The Limited Liability Company (LLC)
By far the most popular structure for creative businesses is the LLC. LLCs combine the personal liability protection of a C-Corp or S-Corp with simplified tax structure and filing requirements. An LLC is identical to an S-Corp in so far as a company’s profits and losses flow through to the shareholders’ personal tax returns. No corporate tax return is required, which also means that you can avoid double taxation. Also, unlike the S-Corp, there is no residency requirement. Owners need not be U.S. citizens or permanent residents. And like any other corporate form, there is limited liability for business debts and obligations.
The main difference between an LLC versus the other corporate forms is that LLCs do not issue stock. There are no shareholders, shareholder meetings, or required elections. There is no Board of Directors that oversee the policy and direction of the company. Instead, LLCs have Members and Managers. Unlike stock shareholders, members of an LLC participate in the management of the company, unless the members agree to select a manager-managed LLC, where one person makes the decisions. Typically, however, LLC members actively participate, making decisions and offering input on the company’s direction. Member decisions are decided by a majority.
Additionally, most states do not restrict ownership, and members may include individuals, corporations, other LLCs and foreign entities. There is no maximum number of members. However, not all states permit “single member” LLCs, those having only one owner. he way around that is to give a trusted relative 1% of the company so it has two members.
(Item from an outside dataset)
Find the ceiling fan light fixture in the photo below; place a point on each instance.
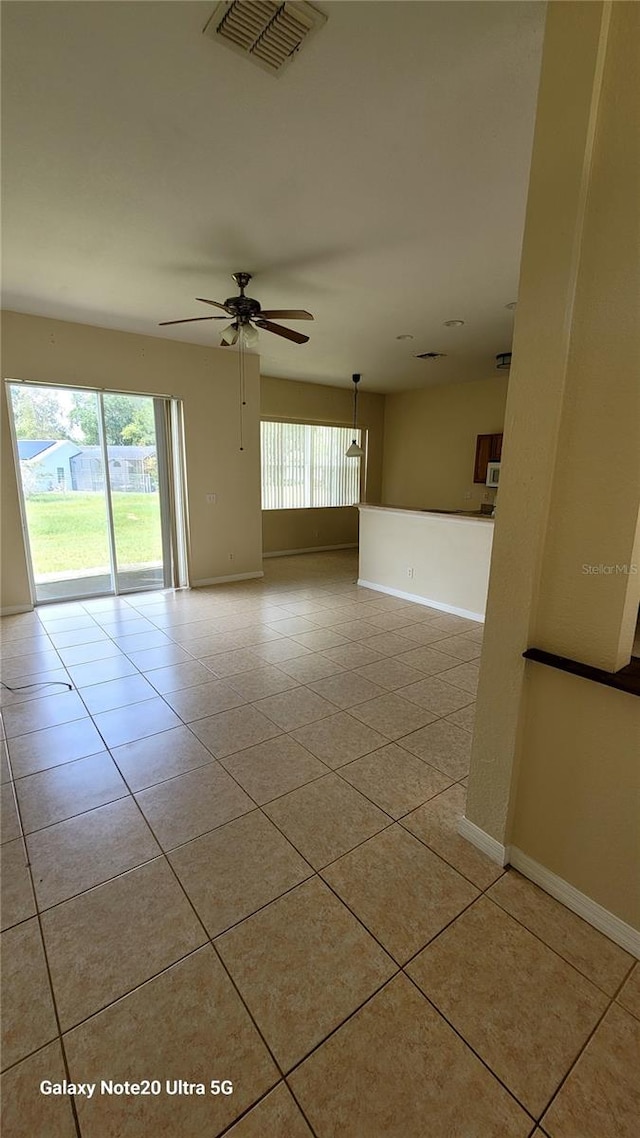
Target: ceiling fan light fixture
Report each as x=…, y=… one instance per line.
x=230, y=335
x=249, y=336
For creative freelancers, especially self-employed or solo businesses, the LLC is probably your best approach. You can always change to another structure later. While we recommend hiring an attorney to start your company due to the variations of requirements in each state, an attorney can be expensive. Instead, you can try any number of online services such as Bizfilings or ZenBusiness to get an LLC opened for only a few hundred dollars. However, you should have an attorney review the paperwork to check for any deficiencies.